Heading into this week in Co Antrim, she’s hoping she can do some learning from last year and how she impressed then, which will hopefully spark a resurgence as she looks to build some momentum on the LET moving forward.
It’s been a fun week so far. She’s had plenty of requests for tickets – “Even my friends who don’t play golf want to come!” – and she’s also had her fellow pros incredulous at how the wind and the rain they were expecting in Ireland has been replaced by wall-to-wall sunshine and mid-20s temperatures.
“I’m telling everyone I arranged the weather for them!” she quips. “I’ve heard a few players saying they brought their mitts and woolly hats but they won’t be needing them!”
But being back at home and playing somewhere Mehaffey is so comfortable is undoubtedly a good way to kick off her run into the latter stage of the season, and she’s excited to get two chances to play in front of a home crowd this season.
Mehaffey will be back for the Women’s Irish Open coming up next month at Dromoland Castle, but first is getting the job done at Galgorm and Massereene first, and she’s banking on that experience of 12 months ago to push her on.

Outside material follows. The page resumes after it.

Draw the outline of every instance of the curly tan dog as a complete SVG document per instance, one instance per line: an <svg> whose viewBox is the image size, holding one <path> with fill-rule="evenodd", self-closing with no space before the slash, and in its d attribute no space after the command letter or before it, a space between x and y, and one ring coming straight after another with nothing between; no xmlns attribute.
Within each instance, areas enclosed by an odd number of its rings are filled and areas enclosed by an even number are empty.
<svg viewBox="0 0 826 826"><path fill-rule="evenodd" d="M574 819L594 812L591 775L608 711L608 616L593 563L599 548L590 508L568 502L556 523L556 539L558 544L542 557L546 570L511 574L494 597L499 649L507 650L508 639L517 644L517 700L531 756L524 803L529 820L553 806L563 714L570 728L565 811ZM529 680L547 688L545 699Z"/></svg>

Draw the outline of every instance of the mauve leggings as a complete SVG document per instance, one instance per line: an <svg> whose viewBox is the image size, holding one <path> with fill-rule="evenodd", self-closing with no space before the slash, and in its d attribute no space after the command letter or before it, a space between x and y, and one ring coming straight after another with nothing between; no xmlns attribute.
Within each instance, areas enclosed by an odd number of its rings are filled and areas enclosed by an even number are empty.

“I had a good finish (in 2021), I played really nicely, I had a lot of home support. It’s probably my favourite moment from being a pro golfer so far. I definitely have a smile when I come back here and you can remember some good shots that you hit,” she recalls.
“I look at where it was when I was an elite amateur – I never had the chance to compete in Ireland, and to have two events this year is incredible. To have Leona win (on the LPGA) kind of opened the floodgates, and things will only continue to grow. There’s a lot of junior girls out this week and I would love to inspire them to go on to big things.”